If Clinton wins, she will require broad public support for her pragmatic proposals to control Wall Street, improve Obamacare, address the problems of voting rights, etc. She will need the support of my caller and other like-minded people, or to put it another way, she will have to work with the push of the opposition from her left. Without such a push, she will not achieve much of significance. How else will she manage to accomplish the progressive goals that have been blocked in recent years by the Tea Party mobilization? She will need to be pushed and supported to move forward. She, as much as Bernie, will require his political revolution.
To my mind, it is almost mathematical yielding the potential of a similar hopeful result. If Bernie is the candidate, he will require the support of Hillary’s primary voters to win the election, and he will also need to support of the mainstream of the Democratic Party to have any possibility to enact his progressive reforms, which will only be insured if his supporters put pressure on Congressional Democrats. If Hillary is the candidate, she will require the support of Bernie’s primary voters to win the election, and she will also need the support of the more radical grassroots to push the mainstream Democrats in Congress to enact progressive reforms (as did not happen in the struggle for Obamacare).
Note: as I see it, the key to progressive reform has less to do with the occupant of the White House, more to do with the presence of a politically mobilized left.
I didn’t get to talk to the Sanders caller about this, but such talk will be politically necessary in the coming weeks, especially after the fateful primary in my home state, New York. And the symbolic dimension of the election should be also noted, some real progress is occurring in American political culture. It has become likely that either a progressive woman of considerable experience, skill and intelligence, or a self avowed socialist, with remarkable idealism and constancy, will be the next President of the United States. Either outcome would be historic, highly significant in and of itself, just as the election of the first African American President of the United States has been. I will vote for Sanders or Clinton in the primaries a week from Tuesday, and I will do so realizing the symbolic significance of both candidates and the practical importance of continued social mobilization, hoping this is more broadly understood, even by my Bernie brother.
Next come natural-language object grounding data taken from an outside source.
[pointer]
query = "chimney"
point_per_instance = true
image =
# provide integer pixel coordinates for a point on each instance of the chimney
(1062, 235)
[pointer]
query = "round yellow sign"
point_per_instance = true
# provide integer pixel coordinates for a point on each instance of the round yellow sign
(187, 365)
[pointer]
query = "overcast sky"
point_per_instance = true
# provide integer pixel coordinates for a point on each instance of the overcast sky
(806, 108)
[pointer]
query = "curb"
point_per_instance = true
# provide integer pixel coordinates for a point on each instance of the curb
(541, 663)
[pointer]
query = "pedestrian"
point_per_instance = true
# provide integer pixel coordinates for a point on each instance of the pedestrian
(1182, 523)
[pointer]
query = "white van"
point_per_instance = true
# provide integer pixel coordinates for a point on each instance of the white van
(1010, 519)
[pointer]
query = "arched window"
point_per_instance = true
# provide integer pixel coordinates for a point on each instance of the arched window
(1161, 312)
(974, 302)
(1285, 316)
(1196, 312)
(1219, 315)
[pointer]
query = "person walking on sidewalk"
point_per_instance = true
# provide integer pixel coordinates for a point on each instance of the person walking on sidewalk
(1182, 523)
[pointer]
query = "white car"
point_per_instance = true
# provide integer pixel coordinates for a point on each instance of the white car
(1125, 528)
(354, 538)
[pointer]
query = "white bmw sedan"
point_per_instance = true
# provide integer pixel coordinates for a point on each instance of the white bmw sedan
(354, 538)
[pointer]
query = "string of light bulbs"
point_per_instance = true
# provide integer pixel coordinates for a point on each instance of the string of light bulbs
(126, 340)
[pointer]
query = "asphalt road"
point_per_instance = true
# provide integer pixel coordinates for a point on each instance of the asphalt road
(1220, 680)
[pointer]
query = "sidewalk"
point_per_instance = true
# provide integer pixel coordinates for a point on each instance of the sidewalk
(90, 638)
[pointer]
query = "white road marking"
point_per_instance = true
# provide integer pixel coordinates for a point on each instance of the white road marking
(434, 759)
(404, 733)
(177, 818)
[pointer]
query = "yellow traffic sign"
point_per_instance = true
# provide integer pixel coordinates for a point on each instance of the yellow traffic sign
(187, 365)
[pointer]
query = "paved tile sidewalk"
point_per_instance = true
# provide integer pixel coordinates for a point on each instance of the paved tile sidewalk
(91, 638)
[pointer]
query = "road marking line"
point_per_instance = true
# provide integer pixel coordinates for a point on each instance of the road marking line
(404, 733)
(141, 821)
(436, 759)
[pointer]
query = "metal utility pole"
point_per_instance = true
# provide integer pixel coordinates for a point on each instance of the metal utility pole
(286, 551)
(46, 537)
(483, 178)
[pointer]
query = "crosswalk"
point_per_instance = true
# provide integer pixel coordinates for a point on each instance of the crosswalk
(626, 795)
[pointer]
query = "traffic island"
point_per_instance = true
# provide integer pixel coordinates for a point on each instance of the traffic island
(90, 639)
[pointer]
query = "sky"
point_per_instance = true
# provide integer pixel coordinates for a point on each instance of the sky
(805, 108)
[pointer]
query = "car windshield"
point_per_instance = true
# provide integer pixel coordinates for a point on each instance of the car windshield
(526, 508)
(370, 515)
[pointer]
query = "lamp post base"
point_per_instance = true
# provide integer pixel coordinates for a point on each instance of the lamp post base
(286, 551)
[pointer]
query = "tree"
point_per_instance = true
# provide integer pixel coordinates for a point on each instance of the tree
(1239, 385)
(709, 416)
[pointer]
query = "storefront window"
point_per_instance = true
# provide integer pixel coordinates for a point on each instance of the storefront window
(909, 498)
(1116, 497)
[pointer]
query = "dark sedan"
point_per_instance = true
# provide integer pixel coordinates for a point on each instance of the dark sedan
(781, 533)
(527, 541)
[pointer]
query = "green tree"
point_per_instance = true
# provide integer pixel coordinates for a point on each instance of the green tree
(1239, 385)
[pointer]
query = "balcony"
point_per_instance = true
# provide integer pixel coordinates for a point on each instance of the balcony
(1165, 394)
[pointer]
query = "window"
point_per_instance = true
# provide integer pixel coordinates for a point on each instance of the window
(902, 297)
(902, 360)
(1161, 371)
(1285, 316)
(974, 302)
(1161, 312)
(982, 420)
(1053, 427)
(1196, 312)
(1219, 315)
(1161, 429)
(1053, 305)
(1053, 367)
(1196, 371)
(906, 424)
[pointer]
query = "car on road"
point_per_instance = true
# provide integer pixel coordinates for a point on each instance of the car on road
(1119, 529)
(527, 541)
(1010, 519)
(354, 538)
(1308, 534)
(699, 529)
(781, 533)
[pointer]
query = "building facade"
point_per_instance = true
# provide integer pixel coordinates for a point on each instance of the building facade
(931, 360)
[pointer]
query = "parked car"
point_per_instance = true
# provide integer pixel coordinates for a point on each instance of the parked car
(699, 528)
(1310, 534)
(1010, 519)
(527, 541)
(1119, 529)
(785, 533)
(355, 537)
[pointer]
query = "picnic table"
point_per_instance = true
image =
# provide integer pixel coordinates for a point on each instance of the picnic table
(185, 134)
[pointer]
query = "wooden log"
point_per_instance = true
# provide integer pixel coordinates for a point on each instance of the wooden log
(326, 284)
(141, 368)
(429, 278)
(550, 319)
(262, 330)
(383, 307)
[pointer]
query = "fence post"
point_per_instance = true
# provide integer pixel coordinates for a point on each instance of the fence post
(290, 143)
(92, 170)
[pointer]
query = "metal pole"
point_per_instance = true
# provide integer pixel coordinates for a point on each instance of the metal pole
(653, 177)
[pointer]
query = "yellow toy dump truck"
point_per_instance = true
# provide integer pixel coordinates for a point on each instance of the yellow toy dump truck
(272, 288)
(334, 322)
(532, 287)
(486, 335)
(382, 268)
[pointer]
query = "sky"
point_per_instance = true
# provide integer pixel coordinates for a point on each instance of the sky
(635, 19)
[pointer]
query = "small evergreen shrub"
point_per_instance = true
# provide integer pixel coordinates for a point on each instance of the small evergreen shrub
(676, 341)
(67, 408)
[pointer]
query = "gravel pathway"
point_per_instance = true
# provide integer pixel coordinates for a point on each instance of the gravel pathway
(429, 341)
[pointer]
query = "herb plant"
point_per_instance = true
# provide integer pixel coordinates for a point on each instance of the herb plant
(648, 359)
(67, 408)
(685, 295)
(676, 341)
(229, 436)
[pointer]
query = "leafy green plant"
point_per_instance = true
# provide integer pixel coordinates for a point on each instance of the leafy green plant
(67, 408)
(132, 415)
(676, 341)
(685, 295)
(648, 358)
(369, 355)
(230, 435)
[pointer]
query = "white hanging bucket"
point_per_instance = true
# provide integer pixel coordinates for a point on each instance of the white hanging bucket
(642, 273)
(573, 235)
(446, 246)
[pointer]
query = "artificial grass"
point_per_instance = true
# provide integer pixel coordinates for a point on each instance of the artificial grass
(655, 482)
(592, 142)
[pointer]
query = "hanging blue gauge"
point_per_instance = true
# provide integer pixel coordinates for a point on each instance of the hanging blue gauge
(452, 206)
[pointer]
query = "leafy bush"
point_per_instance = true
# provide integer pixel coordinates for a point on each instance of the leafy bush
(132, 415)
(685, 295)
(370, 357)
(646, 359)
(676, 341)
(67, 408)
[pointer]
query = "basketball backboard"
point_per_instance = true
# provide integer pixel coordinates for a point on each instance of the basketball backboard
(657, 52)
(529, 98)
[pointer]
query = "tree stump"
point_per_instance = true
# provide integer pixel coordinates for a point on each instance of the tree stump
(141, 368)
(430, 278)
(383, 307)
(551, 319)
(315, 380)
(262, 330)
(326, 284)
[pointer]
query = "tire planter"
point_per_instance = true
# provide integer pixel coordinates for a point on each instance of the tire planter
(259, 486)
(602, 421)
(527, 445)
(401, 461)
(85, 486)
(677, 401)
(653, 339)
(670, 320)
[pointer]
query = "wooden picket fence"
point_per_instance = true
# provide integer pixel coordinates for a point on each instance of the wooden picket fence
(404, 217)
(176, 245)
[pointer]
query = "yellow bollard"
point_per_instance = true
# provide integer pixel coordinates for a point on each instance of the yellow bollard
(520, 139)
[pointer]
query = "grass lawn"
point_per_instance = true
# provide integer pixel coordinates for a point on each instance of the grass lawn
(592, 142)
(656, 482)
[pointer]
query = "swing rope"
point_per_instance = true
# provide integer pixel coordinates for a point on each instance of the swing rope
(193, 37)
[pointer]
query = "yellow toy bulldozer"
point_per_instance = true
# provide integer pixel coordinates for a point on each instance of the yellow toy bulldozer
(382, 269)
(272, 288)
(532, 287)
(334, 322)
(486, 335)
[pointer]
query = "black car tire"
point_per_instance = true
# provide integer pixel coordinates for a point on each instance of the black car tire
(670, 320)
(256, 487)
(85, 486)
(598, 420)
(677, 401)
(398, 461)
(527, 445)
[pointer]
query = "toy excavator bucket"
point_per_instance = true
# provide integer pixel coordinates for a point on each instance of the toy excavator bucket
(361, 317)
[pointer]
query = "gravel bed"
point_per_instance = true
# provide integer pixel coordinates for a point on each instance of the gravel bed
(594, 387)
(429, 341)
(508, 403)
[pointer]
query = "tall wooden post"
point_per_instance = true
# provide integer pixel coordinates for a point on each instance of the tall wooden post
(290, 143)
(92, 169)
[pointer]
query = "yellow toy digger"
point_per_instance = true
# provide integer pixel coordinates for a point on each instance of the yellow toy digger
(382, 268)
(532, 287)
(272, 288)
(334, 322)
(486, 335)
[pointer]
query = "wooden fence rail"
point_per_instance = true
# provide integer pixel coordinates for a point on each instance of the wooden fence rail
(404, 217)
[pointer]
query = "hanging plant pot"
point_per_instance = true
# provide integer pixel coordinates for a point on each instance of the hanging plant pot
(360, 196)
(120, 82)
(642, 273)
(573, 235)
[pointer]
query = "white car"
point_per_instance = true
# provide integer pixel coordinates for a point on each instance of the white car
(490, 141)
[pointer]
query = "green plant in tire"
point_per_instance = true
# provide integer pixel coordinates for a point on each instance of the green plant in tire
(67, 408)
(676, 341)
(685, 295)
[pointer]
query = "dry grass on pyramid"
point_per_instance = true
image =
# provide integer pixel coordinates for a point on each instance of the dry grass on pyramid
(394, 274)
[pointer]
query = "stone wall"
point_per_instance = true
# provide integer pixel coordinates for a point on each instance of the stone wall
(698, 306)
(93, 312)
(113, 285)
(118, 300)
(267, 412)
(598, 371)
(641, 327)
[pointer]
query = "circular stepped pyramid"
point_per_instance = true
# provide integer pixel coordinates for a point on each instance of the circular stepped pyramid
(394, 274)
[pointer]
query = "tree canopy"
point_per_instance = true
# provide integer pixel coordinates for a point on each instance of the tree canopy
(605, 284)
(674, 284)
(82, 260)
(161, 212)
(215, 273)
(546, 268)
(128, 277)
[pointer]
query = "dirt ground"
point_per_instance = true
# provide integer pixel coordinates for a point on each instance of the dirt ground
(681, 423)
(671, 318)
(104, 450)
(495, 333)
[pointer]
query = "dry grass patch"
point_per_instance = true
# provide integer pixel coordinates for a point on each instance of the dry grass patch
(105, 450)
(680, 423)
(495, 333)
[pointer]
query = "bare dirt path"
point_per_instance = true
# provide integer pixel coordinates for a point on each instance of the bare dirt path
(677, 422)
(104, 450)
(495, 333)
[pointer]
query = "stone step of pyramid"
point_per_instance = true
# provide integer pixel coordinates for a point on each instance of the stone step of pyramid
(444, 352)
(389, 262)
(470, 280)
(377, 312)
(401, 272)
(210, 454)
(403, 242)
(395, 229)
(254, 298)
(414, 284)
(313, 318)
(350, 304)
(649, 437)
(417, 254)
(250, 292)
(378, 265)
PS: I think sometimes my colleagues and students suspect that I am liberal, moderately always looking for compromise, but I think of myself as a radical democrat, with less invested in the powers that be, more invested in “the power of the powerless.” With this in mind, I now commit myself to not write again about this election, except as it is shaped by, affects or reveals something important about the power of the powerless.